Los motivos de los cierres son variados: la situación cada vez más compleja e impredecible de la economía, un producto obsoleto, falta de relevo generacional, la competencia de los grandes, internet… la tormenta perfecta para convertir a los más pequeños en una especie en extinción.

Y por si fuera poco, además importamos iniciativas como los Black Friday y otras semejantes, que como me apuntaba el otro día la dueña de un comercio de ropa “para nosotros es imposible aplicar descuentos cuando no se ha vendido ni un solo abrigo en toda la temporada.
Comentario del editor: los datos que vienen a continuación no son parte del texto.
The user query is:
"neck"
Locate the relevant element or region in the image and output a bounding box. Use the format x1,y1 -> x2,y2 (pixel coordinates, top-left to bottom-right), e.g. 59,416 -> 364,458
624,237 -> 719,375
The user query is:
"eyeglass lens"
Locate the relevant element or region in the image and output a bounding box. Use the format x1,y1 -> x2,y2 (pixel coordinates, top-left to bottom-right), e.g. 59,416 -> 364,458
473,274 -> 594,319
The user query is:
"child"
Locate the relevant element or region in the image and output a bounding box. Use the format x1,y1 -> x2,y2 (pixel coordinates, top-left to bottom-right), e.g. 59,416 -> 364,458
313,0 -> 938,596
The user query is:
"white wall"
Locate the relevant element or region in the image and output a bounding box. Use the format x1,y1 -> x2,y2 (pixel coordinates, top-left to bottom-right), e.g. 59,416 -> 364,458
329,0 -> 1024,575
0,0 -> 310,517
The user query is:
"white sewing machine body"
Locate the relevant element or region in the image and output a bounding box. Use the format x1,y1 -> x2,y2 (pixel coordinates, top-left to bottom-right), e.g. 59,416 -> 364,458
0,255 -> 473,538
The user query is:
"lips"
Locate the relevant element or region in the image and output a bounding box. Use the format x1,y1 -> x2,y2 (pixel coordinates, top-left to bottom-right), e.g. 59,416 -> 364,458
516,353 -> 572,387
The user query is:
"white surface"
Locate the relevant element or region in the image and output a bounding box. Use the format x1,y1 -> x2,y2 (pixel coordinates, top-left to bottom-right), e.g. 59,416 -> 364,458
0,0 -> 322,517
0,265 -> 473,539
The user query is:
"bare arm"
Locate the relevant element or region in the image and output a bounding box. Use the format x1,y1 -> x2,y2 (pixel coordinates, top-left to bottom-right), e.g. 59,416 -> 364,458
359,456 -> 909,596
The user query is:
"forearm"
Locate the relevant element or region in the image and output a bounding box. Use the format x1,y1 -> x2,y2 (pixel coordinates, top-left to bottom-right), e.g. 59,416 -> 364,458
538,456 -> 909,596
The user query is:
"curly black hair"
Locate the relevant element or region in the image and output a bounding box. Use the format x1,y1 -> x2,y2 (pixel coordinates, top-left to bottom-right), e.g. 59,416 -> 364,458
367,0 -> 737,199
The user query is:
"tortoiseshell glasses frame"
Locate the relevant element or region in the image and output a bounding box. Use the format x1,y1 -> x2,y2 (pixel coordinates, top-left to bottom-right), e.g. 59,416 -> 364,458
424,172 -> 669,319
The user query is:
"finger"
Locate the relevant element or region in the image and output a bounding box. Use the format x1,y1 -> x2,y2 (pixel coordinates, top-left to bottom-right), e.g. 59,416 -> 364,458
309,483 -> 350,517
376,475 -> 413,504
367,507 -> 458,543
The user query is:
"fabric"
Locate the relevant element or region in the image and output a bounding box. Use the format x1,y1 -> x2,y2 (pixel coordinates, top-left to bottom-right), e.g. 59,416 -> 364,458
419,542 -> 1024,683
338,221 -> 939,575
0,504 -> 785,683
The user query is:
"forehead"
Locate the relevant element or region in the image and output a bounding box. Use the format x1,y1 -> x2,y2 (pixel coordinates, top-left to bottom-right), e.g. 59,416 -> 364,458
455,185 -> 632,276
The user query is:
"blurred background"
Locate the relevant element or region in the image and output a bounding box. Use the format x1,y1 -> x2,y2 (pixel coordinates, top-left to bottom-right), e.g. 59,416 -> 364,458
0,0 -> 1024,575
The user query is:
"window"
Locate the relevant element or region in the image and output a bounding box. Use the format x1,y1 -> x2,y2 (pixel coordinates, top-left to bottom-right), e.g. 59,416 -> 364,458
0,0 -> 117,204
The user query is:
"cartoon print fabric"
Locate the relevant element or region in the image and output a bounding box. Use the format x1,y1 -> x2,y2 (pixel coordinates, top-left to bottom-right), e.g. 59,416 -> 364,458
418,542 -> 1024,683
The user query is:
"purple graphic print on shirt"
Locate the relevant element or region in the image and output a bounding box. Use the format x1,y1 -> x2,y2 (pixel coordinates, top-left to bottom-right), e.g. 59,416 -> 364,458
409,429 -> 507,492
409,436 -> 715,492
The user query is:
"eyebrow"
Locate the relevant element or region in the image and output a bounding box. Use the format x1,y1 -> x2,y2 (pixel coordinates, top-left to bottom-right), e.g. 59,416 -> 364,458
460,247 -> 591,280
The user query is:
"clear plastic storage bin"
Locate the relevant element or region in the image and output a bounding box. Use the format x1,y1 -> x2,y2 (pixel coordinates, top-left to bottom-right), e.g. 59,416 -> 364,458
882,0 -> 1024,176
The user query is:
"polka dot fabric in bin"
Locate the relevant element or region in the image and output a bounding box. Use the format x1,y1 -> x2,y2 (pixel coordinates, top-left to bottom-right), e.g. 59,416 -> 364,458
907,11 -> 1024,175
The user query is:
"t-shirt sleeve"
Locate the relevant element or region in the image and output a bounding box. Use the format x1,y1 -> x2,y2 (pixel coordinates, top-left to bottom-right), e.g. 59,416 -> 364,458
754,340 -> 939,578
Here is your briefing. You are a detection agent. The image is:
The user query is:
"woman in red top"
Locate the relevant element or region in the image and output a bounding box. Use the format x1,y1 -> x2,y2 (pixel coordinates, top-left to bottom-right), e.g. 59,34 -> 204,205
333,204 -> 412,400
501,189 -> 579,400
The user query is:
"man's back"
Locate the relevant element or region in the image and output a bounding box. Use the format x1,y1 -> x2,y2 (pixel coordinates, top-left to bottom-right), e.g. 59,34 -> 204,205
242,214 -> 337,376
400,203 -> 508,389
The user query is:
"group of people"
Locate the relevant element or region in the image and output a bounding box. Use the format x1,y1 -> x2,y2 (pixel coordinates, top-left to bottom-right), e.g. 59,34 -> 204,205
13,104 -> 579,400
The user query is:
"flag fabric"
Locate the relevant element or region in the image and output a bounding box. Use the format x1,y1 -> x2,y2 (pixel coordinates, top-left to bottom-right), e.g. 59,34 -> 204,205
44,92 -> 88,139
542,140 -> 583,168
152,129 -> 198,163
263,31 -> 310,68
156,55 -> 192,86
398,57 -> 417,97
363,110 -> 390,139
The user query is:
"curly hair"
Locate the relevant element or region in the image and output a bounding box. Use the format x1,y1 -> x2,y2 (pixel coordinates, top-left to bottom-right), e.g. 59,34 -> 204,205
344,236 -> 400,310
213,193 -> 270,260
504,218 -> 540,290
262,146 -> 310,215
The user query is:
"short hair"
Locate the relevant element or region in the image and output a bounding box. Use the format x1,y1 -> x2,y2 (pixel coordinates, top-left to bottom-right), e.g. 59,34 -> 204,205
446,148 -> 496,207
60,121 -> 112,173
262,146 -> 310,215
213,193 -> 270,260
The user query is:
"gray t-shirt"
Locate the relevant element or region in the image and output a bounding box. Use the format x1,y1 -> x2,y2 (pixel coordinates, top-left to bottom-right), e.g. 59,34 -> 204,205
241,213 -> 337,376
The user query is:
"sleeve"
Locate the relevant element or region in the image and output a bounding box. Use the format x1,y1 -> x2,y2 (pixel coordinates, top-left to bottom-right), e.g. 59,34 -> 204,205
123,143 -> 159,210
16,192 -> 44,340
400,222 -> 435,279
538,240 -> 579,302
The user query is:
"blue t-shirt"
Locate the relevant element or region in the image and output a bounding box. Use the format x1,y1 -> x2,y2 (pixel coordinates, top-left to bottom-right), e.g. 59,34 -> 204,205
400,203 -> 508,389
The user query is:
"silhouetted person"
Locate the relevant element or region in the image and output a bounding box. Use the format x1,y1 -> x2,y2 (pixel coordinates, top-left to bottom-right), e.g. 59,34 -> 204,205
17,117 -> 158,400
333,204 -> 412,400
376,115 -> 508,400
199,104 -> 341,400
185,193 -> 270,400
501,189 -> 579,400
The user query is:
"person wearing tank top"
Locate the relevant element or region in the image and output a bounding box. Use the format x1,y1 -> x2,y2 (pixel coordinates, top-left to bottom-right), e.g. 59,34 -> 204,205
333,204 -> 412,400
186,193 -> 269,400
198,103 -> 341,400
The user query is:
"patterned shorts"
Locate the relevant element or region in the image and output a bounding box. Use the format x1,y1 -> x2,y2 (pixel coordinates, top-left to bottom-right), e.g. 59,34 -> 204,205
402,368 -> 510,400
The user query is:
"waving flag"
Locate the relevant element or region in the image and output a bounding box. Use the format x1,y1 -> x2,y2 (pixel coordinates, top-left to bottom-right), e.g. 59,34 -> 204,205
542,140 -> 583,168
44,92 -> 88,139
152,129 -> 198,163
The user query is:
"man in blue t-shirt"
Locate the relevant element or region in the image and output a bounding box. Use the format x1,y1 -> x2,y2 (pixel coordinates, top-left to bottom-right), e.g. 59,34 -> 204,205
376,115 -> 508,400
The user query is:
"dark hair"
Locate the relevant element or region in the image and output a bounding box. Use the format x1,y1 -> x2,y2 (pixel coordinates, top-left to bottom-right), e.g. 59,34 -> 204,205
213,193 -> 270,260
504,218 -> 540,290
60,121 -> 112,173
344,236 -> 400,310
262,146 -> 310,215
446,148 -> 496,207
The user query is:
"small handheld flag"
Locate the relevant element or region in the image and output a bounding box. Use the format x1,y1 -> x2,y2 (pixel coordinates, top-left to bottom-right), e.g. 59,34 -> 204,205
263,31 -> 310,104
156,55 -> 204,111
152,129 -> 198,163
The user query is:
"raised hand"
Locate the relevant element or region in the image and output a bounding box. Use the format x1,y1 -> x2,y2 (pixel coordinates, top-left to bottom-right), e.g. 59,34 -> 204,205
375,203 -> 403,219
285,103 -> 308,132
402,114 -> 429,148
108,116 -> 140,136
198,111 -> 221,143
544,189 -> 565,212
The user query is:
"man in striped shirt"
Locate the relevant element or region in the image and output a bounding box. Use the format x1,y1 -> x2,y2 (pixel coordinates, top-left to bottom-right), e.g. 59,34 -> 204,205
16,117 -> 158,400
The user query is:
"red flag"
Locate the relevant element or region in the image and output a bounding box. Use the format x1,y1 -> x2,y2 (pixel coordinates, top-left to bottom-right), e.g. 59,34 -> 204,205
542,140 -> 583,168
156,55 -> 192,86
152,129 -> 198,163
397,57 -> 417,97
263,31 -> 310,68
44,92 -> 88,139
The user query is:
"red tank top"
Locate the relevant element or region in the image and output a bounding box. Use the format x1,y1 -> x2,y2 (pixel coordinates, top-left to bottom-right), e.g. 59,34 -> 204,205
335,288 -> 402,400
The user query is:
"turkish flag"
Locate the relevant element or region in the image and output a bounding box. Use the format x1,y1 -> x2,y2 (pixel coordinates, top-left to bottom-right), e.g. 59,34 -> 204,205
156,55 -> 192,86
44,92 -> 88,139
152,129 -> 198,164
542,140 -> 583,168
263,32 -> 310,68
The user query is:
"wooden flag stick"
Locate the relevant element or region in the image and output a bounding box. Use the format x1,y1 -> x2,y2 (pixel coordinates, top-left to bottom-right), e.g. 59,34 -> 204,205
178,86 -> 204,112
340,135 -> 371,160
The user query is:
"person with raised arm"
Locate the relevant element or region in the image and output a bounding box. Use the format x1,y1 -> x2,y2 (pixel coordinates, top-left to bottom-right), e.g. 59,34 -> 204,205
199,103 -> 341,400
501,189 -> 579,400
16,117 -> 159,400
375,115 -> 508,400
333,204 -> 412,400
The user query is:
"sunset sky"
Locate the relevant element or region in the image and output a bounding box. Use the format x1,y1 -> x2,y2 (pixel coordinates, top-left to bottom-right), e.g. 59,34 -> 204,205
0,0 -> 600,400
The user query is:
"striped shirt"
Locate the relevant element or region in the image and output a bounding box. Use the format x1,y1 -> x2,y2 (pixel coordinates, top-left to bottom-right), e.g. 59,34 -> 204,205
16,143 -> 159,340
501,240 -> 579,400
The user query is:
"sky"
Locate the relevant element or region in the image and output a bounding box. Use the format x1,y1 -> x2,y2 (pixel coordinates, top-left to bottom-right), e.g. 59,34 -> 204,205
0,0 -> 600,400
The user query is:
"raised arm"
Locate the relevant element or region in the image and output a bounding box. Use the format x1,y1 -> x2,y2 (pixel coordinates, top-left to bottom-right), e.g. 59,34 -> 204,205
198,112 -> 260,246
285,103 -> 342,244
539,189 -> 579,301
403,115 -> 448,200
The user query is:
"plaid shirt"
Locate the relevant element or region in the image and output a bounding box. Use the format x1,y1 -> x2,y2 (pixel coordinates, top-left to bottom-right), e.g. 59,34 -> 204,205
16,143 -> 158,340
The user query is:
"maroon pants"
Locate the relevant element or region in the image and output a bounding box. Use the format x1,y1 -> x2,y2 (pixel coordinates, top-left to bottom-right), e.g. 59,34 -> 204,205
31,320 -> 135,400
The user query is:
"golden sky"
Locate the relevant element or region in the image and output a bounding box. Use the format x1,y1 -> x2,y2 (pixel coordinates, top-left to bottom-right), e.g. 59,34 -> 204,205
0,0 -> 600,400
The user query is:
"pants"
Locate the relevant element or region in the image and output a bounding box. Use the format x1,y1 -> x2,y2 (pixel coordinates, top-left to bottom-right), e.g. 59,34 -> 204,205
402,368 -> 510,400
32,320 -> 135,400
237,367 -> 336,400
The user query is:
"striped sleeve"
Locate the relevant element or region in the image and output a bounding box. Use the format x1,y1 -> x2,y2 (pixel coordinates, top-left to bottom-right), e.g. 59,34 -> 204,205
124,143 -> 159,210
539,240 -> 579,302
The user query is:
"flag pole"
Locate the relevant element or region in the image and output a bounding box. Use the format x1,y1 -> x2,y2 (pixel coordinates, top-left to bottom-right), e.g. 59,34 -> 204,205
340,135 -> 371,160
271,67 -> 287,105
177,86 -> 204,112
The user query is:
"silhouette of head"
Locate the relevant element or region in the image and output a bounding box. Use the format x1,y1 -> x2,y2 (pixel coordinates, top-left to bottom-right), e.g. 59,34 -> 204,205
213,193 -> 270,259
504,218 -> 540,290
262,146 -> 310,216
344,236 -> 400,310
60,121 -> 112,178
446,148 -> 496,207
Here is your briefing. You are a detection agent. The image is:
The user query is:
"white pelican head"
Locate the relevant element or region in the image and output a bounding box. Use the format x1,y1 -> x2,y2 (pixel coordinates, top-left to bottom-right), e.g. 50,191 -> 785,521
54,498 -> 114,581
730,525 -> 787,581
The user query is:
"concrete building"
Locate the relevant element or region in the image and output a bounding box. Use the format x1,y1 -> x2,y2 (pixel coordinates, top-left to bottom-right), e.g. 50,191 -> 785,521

Este año vamos a intentar todo lo que esté a nuestro alcance, pero si no sale bien, será el último”.  Esta es la triste historia que se repite para muchos pequeños autónomos que levantan cada día su persiana, para ver como casi a diario el negocio va mermando, no sólo en lo económico sino sobre todo en lo emocional porque en el camino, se va dejando a un lado la ilusión, las ganas de pelear y de afrontar nuevos retos, y en algunos casos incluso la salud.

 

La situación cada vez más compleja e impredecible de la economía, un producto obsoleto, falta de relevo generacional, la competencia de los grandes, internet…

 

Imagínate tu ciudad, tu bario, tu calle sin el pequeño comercio… no sería triste, sería lo siguiente. Desgraciadamente ya tenemos barrios así, y no solo los periféricos también el centro de nuestras ciudades se ve asolado por cierres cada vez más habituales que van dejando locales vacíos y espacios tristes y fríos.  Frenar esta sangría depende de todos nosotros, aunque no de la misma forma.

A los responsables de los pequeños comercios les toca sin ninguna duda, seguir trabajando, porque la mayoría ya lo están haciendo, para ser mejores, más especializados, más competitivos e innovadores ofreciendo cosas que no ofrecen los que les están sacando del mercado. En este sentido, competir en producto no es fácil, todo está inventado, y los grandes siempre van a poder jugar con esa “P” marketiniana que hace referencia al precio, y que está directamente relacionada con los volúmenes de venta y la capacidad de negociación. Donde sí pueden competir los pequeños, algunos ya lo hacen y lo hacen francamente bien, es en el trato personal y diferenciado. Llamar al cliente por su nombre, anticiparse a sus necesidades, convertirlo en confidente y cómplice del establecimiento haciéndole prescriptor de marca es sin duda, una de las claves para la supervivencia de estos comercios.

 

Los clientes también tenemos que ayudar a que estos establecimientos sigan formado parte de nuestro paisaje habitual. Y sólo podemos hacerlo de una forma, consumiendo en ellos

 

Las diferentes administraciones por su parte, tienen que seguir brindando apoyo a los más pequeños para que puedan acometer procesos cruciales como es la transición digital, que va mucho más allá de la facturación electrónica, que dicho sea de paso, de momento, lejos de ser un incentivo se ha convertido en un elemento disuasorio que aumenta aún más una brecha, la digital, que ya era entre los grandes y los pequeños de proporciones gigantescas.  

Y los clientes también tenemos que ayudar a que estos establecimientos sigan formado parte de nuestro paisaje habitual. Y sólo podemos hacerlo de una forma, consumiendo en ellos, en la medida de nuestras posibilidades.

Los pequeños comercios son mucho más grandes de lo que pensamos: alegran nuestras calles, les dan color, vida y luz, y son generadores de riqueza. Crean empleo y transforman la economía.

Revertir un proceso que parece imparable y conseguir la coexistencia entre los pequeños y los grandes depende de todos.